Daha, taze ve dumanı üstünde.
Bir kısım milliyetçi kadroların McKinsey anlaşmasını benimseyip arkasında durması tarihin en büyük çelişkisi olarak arşivlerde yerini aldı.
Her ne olursa olsun Cumhurbaşkanı Erdoğan'ın yerinde bir kararla, yanlıştan dönmesi anlaşmanın kendisi kadar önemlidir. Devlet adamlığı ve liderlik bunu gerektirir.
Millî çıkar, parti çıkarının önünde olmalıdır.

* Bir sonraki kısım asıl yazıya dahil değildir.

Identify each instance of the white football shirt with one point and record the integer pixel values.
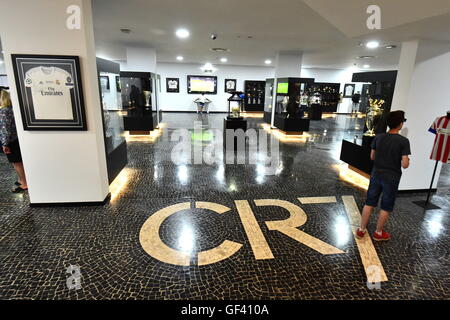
(50, 88)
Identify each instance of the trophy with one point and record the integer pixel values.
(373, 116)
(147, 95)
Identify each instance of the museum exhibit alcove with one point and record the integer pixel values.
(254, 95)
(113, 127)
(140, 95)
(234, 121)
(288, 117)
(382, 88)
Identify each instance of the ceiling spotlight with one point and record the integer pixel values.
(182, 33)
(208, 68)
(365, 57)
(372, 44)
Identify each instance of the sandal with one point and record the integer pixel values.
(18, 190)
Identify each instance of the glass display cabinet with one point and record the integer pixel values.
(235, 103)
(288, 116)
(140, 95)
(268, 101)
(113, 125)
(254, 95)
(329, 95)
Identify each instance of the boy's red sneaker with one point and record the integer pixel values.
(360, 234)
(383, 237)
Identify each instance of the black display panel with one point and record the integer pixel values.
(202, 84)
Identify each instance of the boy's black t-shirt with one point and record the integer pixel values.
(390, 148)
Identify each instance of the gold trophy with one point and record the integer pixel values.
(373, 116)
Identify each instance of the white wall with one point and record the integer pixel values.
(111, 97)
(183, 101)
(428, 99)
(342, 76)
(60, 166)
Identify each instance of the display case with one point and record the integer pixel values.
(268, 100)
(235, 103)
(357, 153)
(140, 93)
(288, 114)
(254, 95)
(329, 95)
(113, 125)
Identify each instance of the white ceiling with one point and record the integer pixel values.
(327, 31)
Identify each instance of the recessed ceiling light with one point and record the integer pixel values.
(219, 49)
(372, 44)
(182, 33)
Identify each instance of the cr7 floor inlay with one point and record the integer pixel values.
(155, 247)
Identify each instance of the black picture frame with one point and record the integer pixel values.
(170, 82)
(104, 82)
(190, 91)
(229, 88)
(345, 89)
(118, 84)
(66, 74)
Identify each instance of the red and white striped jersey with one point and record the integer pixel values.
(441, 148)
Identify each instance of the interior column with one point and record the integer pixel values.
(287, 64)
(405, 72)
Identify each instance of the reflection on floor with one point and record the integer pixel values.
(236, 233)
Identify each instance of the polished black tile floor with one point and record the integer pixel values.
(37, 245)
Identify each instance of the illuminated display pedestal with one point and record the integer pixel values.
(234, 124)
(315, 112)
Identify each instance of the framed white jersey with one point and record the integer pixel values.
(441, 146)
(50, 92)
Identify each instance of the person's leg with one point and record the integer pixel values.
(18, 166)
(373, 196)
(382, 219)
(367, 212)
(390, 190)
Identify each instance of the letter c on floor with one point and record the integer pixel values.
(155, 247)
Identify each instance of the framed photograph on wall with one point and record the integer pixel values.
(118, 84)
(349, 90)
(230, 85)
(50, 92)
(104, 83)
(173, 85)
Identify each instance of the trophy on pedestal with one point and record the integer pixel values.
(147, 95)
(373, 117)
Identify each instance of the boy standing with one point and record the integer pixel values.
(390, 151)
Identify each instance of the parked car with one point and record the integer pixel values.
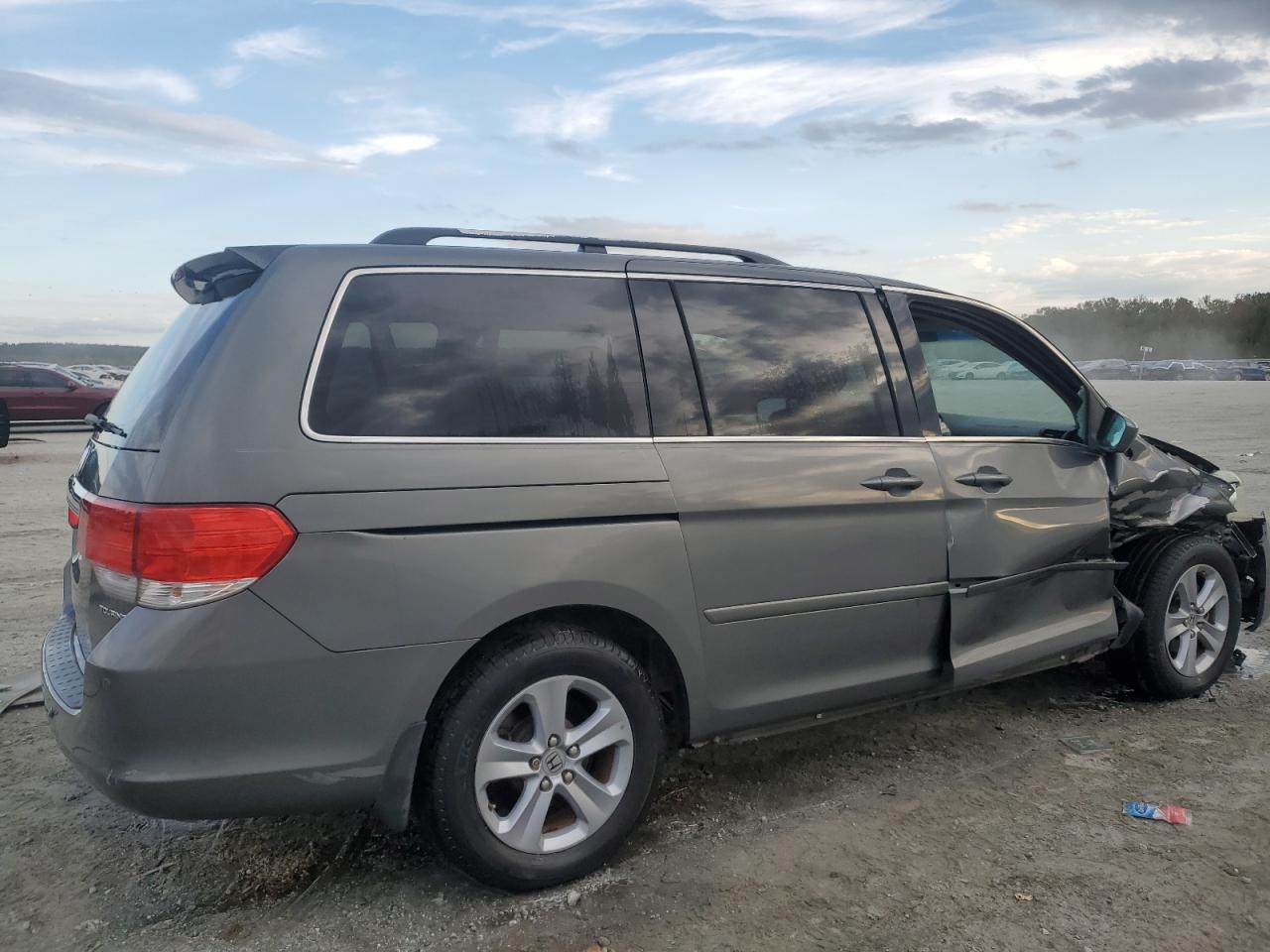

Bu arada ebedi ve ezeli doğruların değerlerin, kamu çıkarının ve millî menfaatlerin yanında olması gereken malûm bir kısım medyanın, bu geri dönüşten bir ders alıp almayacağı da merak konusudur. Aksi halde şekilde görüldüğü gibi utancı ve çelişkisiyle karşı karşıya kalmaya devam eder.
Sadece bu da değil.
Demokrasinin önemli bir göstergesi olan basın, kamu çıkarını gözetmezse, bundan hem toplum ve hem de ülke çıkarları zarar görür.
İktidara konumlanmış ve bütün değerler sistemini altüst etmiş bir medyanın ülkeye vereceği zarar, iktidarların aldığı ve alacağı yanlış kararlardan daha fazla olur.
Öyle ise neymiş?
Hür ve bağımsız medya millî menfaatlerimizin korunması ve iş başındaki iktidarların hataya düşmemesi için zorunlulukmuş.
Umarız ders alınır.
McKinsey anlaşmasından dönülmesi kadar ve belki de bundan çok daha önemli, hem de hayati olan daha bir çok karar alınması gerekiyor.

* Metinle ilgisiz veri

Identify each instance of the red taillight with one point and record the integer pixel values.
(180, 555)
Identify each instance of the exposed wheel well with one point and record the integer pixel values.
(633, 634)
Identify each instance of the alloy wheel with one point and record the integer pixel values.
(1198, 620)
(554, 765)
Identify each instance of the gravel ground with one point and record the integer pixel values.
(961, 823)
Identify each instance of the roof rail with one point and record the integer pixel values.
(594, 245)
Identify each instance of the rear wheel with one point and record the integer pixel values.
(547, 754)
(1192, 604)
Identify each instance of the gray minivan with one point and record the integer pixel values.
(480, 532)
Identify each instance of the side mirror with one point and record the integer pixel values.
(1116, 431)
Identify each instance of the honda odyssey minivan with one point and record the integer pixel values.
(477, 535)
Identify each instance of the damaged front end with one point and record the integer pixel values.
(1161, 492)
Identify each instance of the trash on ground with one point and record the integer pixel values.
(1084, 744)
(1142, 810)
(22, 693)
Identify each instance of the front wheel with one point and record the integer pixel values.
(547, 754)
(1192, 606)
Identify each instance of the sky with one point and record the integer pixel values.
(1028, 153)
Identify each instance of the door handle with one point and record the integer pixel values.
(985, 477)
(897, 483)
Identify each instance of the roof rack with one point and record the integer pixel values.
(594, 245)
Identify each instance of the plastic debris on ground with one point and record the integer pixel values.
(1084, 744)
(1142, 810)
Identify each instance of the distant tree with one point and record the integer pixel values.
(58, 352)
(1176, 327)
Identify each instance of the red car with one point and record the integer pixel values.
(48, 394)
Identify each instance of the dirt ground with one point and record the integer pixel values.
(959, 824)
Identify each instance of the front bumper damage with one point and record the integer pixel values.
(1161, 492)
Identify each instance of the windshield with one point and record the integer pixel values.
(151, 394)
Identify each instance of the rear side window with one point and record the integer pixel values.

Bakınız ABD, PKK ve PYD'yi Suriye'nin doğusunda Türkiye'ye karşı silahlandırıyor.
Güney Kıbrıs Yönetimi Akdeniz'de Türkiye'nin hoşuna gitmeyecek işleri ABD-İsrail ve diğer bazı ülkelerle bir olup kurcalıyor.

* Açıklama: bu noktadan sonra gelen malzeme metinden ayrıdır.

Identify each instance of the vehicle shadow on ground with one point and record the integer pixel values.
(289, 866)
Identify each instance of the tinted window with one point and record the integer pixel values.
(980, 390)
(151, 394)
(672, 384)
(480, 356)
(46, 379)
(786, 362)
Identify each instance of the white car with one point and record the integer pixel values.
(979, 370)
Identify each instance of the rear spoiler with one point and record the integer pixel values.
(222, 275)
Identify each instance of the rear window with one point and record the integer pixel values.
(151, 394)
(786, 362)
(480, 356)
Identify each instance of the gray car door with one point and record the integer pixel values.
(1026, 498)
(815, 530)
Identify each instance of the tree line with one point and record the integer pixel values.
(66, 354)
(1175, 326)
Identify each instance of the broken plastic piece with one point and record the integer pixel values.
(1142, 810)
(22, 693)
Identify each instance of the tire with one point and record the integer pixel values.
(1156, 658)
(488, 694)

Yine İdlib'de problem sona ermiş değil.
Aynı şekilde PKK ile mücadele de sona ermedi.
Böyle etrafı düşmanla çevrili, her an eli tetikte bulunan bir ülkenin ekonomisi bu kadar kötü yönetilemez.
Tarımı bu kadar kötü, dışarıya muhtaç hale getirilemez.
Ana sanayi ve üretim sistemi bu kadar alt üst edilemez.
Millî madenleri başkalarına devredilemez.
Genç nüfusu bu kadar harcanıp yaşlanmaya terk edilemez.
Eğitim sistemi bilimden uzak, dünyadaki gelişmelerden geri tutulamaz.
İşte bakın; İran, bilimsel yarışta Türkiye'nin önünde. Nükleer silah yapıyor. Füze sistemleri geliştirdi. Gittikçe de geliştiriyor. Türkiye'nin "muasır medeniyet" vizyonundan ne kadar uzaklaştığını sadece bu örnekler gösteriyor.
Öyle ise?
Eli tetikte olması gereken Türkiye, güneyinden ne zaman vurulacağını hesap etmelidir. Eğer ediyorsa, acilen tarımı güçlendirmeyi ve dışa bağımlılıktan kurtarmayı başarmalıdır. Çünkü önce açlık tedbiri lazımdır. Ekonomisini, ülkeyi koruyacak ve savaşacak konuma getirmeli ve bunun için gerekirse sert tedbirler almalıdır.
Köprü ve otoyol projelerini dolardan arındırmalıdır.
Hadi, McKinsey iradesi burada da kendini göstersin.